A redenção do soldado matador

Em Sniper Americano, Clint Eastwood promove a catarse da culpa americana no Iraque. O resultado é filme de guerra mais rentável da história de Hollywood


Luís Antônio Giron, do cmais+ Cinema

18/02/15 16:41 - Atualizado em 18/02/15 16:48

Filme Sniper Americano (Foto: Divulgação)
Bradley Cooper e o diretor Clint Eastwood durante as gravações de Sniper Americano (Foto: Divulgação)

A Guerra do Iraque (2003-2011) é a campeã em impopularidade nos Estados Unidos neste século. O resultado da opinião negativa que os americanos têm da participação do exército americano no conflito pode ser verificado nos filmes sobre o assunto. Todos eles contêm críticas e denúncias. No vale das sombras (2007), de Paul Haggis, trata do assassinato de um tenente na volta da Guerra do Iraque e o mistério sobre suas atividades durante a guerra. Guerra ao terror (2008), de Kathy Bigelow, aborda os conflitos morais, os traumas e as sequelas que a guerra deixa em um soldado encarregado em desmontar bombas. Zona Verde (2010), de Paul Greengrass, coloca o espectador no “maelström” de horrores e confusões da Bagdá conjurada. O protagonista tem a missão de descobrir armas nucleares escondidas, mas a busca se revela inútil. Esses filmes renderam prêmios (Guerra ao Terror venceu o Oscar ) boas críticas, mas bilheterias medíocres.

Faltava um longa-metragem que lidasse com os embaraços éticos e morais da Guerra do Iraque e, ao mesmo tempo, resgatasse o heroísmo dos soldados. Sniper Americano, do diretor Clint Eastwood, cumpre esse papel. O resultado foi uma bilheteria recorde desde o lançamento do filme, que estreia agora no Brasil: US$ 306 milhões, desde a estreia, no natal do ano passado. Atualmente, ocupa o quarto lugar das bilheterias, perdendo apenas para Bob Esponja, Cinquenta tons de cinza e Kingsman. Com isso, tornou-se o maior blockbuster de guerra da história do cinema, passando O resgate do soldado Ryan  (1998), épico da Segunda Guerra Mundial de Steven Spielberg, que faturou US$ 216 milhões. O filme tem quatro indicações ao Oscar.

Sniper americano tem sido interpretado como um desagravo ao exército americano.  Mas pode ser lido pelo lado inverso, como um relato da brutalidade da guerra. Pela primeira vez, um atirador de elite (“sniper” é o atirador de elite recrutado para matar impiedosamente o inimigo) é retratado em toda sua coragem heroica, mas também em sua violência extrema. As imagens de casas invadidas, corpos abatidos à distância (inclusive de mulheres e crianças) e a forma com que os soldados tratam os iraquianos, chamando-os de “selvagens”, é uma aula de cinema realista.

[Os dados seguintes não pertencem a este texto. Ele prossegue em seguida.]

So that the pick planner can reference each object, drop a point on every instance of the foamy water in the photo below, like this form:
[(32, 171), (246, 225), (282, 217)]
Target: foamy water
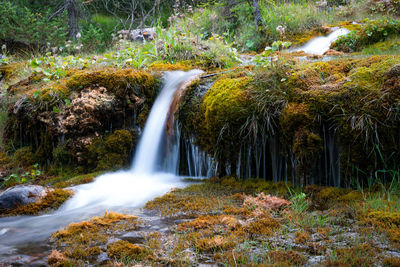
[(319, 45), (118, 191)]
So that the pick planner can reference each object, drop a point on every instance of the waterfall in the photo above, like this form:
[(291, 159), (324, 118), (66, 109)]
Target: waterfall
[(320, 45), (117, 191), (147, 157)]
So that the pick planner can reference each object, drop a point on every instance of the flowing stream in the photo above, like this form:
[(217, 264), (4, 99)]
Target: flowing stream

O longa-metragem de 132 minutos se  baseia na história real do fuzileiro naval Chris Kyle (1974-2013), famoso por ter matado ao menos 160 pessoas em emboscadas no Iraque. A ambivalência, os choques e os desvios da personalidade de Kyle são explorados com eficácia e emoção pelo ator Bradley Cooper, que encarna o patriota de ideais inquebrantáveis e conduta ilibada, ainda que um tanto neurótico. Kyle foi enviado quatro vezes ao Iraque e colecionou mais mortos do que qualquer outro fuzileiro. Mesmo assim, como mostra o filme, ele é capaz de se comover quando obrigado a abater um garoto pronto a atirar uma bomba. Por ironia, Kyle foi morto por um velho companheiro de armas, veterano psicótico do Iraque, que ele tentava ajudar – enquanto os dois praticavam tiro ao alvo em um parque de diversões.

A mensagem de Clint Eastwood é a seguinte: soldados americanos têm um grande coração, apesar de tudo. Se matam criancinhas ou mulheres, choram muito. O público americano comprou essa ideia e exaltou, pela primeira vez, as façanhas no Iraque. Mesmo assim, o filme vale como um grande espetáculo cinematográfico, talvez o testamento estético do diretor de 84 anos, que já declarou que não pretende mais filmar.